The undersigned hereby grants to each such attorney-in-fact or their substitutes full power and authority to do and perform any and every act and thing whatsoever requisite, necessary, or proper to be done in the exercise of any of the rights and powers herein granted, as fully to all intents and purposes as the undersigned might or could do if personally present, with full power of substitution or revocation, hereby ratifying and confirming all that any of such attorneys-in-fact, or the substitute or substitutes of any of such attorneys-in-fact, shall lawfully do or cause to be done by virtue of this Power of Attorney and the rights and powers herein granted. The undersigned acknowledges that the foregoing attorneys-in-fact or their substitutes, in serving in such capacity at the request of the undersigned, are not assuming, nor is the Company assuming, any of the undersigned’s responsibilities to comply with Section 16 of the Exchange Act or any other law, rule or regulation.

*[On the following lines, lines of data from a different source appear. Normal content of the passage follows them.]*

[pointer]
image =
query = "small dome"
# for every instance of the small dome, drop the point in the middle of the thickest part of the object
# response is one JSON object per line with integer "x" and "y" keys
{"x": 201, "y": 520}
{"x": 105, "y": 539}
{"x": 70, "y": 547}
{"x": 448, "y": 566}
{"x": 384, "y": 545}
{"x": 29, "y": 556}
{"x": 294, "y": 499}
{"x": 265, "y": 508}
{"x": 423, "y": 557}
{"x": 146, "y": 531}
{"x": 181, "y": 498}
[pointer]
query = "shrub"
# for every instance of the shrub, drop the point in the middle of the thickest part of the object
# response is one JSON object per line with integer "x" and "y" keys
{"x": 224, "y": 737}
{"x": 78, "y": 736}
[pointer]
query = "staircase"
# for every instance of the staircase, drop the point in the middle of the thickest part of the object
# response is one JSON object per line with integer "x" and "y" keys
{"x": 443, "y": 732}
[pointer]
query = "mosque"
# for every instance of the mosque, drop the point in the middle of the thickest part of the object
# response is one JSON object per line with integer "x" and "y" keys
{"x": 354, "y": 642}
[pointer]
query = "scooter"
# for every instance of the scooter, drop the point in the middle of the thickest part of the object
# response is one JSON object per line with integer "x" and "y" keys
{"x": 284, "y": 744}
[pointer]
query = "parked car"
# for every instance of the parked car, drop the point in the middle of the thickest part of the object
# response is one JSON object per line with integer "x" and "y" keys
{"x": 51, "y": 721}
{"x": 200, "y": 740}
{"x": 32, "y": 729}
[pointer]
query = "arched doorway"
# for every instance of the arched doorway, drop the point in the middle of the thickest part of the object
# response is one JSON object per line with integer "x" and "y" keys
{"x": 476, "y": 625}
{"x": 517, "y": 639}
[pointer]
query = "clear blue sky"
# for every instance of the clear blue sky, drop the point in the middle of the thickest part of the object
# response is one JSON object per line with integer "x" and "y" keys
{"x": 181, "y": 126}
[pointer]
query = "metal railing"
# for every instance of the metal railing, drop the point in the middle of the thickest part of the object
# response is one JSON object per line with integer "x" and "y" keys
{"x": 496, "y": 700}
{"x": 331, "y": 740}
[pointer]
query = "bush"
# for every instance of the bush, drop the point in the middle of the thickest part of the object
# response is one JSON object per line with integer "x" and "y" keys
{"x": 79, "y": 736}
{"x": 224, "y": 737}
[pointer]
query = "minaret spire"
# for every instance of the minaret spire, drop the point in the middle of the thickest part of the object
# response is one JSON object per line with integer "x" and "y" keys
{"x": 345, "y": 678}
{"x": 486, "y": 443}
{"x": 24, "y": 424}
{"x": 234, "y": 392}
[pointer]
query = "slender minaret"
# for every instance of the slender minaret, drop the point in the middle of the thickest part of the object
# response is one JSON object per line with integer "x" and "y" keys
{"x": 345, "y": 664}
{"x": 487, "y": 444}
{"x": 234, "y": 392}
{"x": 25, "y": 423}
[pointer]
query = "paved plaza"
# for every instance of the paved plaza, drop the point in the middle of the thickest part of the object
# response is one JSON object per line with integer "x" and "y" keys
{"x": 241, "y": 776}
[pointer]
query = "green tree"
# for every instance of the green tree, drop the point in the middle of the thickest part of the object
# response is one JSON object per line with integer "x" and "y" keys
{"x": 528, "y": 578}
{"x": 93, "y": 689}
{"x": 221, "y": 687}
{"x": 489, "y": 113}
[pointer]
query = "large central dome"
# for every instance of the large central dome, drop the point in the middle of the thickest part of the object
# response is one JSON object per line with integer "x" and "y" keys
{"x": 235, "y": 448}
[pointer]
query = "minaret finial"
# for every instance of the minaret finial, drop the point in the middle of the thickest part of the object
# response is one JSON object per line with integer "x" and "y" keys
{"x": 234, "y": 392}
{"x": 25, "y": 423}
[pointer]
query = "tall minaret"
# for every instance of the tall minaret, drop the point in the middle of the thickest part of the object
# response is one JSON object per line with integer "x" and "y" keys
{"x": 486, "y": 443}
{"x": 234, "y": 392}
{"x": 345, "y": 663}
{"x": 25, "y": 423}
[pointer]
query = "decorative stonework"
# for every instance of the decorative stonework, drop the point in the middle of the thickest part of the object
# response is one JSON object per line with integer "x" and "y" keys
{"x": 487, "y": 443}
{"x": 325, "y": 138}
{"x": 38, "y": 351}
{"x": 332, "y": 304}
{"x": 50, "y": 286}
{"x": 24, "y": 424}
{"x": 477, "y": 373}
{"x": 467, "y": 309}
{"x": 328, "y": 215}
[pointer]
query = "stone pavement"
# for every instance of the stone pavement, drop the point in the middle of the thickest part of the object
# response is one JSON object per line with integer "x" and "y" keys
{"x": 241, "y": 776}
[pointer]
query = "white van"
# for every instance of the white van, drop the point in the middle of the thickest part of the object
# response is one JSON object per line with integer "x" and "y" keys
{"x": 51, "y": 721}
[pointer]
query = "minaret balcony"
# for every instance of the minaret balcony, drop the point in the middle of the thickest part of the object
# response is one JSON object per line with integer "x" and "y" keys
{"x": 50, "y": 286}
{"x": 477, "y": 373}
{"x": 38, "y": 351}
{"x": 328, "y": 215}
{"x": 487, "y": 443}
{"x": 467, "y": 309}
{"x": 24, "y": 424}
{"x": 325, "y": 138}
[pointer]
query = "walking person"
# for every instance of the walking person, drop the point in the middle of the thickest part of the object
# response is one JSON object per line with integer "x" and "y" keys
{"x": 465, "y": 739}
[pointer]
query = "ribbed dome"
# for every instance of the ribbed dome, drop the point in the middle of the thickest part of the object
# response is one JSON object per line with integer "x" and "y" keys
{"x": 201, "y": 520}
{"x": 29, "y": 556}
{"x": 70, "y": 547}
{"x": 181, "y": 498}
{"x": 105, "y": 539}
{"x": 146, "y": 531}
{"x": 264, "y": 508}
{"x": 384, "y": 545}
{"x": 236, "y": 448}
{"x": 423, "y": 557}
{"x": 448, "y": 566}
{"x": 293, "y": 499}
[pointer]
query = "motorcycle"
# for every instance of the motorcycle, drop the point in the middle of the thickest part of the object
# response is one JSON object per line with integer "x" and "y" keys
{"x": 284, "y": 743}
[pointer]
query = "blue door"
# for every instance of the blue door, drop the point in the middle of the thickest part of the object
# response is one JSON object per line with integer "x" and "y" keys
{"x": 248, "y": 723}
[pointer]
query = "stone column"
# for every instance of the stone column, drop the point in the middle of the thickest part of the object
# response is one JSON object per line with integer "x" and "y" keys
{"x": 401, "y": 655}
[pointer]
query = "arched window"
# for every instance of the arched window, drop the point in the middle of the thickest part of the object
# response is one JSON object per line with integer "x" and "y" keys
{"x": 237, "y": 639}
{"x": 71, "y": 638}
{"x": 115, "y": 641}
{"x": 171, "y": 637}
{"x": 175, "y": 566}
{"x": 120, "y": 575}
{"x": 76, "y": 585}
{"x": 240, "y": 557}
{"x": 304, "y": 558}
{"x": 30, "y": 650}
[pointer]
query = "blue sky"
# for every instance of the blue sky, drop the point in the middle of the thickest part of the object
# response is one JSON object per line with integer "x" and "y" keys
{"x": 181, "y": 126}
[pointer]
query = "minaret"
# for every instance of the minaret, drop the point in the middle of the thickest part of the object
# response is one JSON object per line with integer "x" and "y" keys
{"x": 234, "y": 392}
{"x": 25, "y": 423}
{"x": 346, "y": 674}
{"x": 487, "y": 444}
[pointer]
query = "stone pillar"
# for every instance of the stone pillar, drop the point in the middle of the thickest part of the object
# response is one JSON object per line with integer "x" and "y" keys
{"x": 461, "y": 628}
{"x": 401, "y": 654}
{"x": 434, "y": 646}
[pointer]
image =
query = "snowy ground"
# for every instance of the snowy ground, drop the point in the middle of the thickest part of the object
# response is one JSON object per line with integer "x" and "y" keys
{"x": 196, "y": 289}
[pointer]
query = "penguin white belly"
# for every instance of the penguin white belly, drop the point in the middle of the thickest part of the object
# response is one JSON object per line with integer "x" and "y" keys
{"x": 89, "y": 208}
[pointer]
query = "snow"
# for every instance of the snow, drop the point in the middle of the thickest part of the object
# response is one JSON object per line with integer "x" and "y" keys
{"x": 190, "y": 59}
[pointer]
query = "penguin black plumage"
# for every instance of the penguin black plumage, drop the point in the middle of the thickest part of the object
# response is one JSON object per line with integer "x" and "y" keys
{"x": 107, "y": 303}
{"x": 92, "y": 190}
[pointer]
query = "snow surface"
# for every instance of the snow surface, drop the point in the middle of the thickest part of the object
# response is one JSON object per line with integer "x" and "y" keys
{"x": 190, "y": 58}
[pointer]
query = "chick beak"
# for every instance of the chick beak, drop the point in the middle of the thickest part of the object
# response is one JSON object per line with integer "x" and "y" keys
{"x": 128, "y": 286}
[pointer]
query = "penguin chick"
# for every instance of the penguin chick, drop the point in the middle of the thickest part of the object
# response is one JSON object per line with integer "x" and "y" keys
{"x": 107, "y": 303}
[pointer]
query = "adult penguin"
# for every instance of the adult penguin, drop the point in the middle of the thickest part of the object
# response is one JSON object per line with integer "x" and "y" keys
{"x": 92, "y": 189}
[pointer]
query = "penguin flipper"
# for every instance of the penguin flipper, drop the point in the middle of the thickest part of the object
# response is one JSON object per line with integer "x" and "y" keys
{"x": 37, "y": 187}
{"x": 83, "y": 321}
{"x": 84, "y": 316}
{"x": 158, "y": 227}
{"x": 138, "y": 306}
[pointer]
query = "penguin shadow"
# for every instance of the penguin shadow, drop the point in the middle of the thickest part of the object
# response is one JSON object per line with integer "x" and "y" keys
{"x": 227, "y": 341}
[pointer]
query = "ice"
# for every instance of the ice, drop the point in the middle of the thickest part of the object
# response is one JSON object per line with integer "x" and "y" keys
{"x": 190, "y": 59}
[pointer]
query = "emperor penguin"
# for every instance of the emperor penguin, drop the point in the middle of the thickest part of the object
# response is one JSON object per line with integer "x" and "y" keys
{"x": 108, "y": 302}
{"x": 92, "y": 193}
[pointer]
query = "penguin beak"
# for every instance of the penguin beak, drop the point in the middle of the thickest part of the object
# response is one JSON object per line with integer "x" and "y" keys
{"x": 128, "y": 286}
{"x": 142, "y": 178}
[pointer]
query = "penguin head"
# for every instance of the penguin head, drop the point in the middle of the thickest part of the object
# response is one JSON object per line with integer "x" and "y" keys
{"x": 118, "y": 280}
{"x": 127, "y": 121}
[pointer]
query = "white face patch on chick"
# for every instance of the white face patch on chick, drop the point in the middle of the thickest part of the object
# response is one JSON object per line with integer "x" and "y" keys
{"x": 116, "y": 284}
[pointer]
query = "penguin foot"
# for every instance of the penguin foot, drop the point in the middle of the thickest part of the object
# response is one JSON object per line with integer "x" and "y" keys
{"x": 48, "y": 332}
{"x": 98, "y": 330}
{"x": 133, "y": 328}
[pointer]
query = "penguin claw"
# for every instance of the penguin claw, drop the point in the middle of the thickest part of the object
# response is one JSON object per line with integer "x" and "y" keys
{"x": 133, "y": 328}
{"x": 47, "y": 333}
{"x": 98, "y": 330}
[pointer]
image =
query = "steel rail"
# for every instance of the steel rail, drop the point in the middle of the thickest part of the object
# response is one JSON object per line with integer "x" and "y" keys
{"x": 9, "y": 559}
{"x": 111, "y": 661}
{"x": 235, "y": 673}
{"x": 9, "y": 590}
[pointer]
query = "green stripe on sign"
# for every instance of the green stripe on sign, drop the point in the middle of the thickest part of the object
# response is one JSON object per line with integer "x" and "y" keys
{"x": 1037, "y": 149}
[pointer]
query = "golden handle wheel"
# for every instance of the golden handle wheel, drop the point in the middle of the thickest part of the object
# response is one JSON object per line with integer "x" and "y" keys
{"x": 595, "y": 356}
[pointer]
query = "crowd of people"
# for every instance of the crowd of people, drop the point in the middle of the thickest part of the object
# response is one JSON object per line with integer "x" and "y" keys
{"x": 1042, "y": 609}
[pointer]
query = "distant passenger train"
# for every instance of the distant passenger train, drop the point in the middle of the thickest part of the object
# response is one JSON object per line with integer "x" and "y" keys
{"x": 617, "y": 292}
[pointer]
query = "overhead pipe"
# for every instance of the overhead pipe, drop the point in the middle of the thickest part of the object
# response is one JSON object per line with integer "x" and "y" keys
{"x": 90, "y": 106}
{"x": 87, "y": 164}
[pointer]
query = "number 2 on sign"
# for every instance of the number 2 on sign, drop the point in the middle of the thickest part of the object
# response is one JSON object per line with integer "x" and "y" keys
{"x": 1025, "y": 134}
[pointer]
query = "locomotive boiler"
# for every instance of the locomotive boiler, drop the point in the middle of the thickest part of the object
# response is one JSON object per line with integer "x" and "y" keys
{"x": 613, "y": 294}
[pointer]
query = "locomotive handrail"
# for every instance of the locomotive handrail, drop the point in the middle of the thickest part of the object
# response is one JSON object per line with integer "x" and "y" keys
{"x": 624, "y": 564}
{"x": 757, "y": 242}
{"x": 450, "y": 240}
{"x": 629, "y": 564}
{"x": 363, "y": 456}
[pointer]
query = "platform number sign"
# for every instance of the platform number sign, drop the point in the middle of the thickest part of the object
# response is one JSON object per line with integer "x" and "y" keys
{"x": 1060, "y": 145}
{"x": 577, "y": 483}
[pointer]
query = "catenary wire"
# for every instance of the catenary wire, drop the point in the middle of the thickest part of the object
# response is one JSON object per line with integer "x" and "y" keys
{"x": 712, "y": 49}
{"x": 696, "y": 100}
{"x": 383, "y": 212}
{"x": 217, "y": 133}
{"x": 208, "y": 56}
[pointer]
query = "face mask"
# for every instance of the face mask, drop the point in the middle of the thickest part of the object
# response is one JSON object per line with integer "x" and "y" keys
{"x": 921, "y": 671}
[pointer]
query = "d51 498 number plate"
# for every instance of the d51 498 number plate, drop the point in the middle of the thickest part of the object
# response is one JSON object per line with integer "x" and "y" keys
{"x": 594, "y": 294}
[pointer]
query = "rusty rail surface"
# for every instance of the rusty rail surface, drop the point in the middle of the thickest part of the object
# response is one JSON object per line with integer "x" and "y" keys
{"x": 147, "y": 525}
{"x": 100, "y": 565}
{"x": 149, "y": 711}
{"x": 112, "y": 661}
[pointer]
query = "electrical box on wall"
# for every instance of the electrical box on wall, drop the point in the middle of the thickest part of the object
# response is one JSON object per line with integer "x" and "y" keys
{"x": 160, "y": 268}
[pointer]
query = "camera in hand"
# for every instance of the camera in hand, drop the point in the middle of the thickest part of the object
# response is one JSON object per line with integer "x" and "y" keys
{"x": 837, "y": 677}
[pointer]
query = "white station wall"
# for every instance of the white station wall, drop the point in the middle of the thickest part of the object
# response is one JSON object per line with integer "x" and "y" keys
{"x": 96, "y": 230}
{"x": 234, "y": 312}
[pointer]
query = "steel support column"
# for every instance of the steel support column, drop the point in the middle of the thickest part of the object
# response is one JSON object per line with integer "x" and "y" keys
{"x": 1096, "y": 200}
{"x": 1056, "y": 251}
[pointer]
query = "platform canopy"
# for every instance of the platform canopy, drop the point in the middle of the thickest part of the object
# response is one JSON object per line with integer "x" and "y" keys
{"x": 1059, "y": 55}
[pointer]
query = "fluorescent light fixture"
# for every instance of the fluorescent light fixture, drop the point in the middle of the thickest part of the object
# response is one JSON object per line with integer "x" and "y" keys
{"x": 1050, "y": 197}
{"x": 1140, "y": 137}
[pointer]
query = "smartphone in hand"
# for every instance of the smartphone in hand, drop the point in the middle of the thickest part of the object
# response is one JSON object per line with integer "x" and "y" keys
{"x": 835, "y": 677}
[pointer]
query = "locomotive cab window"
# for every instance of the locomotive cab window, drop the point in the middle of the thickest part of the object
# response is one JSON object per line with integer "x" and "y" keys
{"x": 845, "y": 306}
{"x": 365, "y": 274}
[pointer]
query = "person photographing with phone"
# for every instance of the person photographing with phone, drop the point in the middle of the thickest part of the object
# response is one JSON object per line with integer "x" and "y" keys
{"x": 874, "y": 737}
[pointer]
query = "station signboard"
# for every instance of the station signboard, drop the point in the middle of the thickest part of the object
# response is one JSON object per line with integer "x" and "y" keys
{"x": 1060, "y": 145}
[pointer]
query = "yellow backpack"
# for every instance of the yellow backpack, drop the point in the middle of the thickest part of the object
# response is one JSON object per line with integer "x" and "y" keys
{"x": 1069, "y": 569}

This Power of Attorney shall remain in full force and effect until the undersigned is no longer required to file Required Forms with respect to the undersigned’s holdings of and transactions in securities issued by the Company, unless earlier revoked by the undersigned in a signed writing delivered to the foregoing attorneys-in-fact. This Power of Attorney also serves to revoke and replace as of the date hereof, any prior Power of Attorney executed by the undersigned with respect to the ownership of securities of the Company.

IN WITNESS WHEREOF, the undersigned has caused this Power of Attorney to be effective as of the 28th day of December, 2023.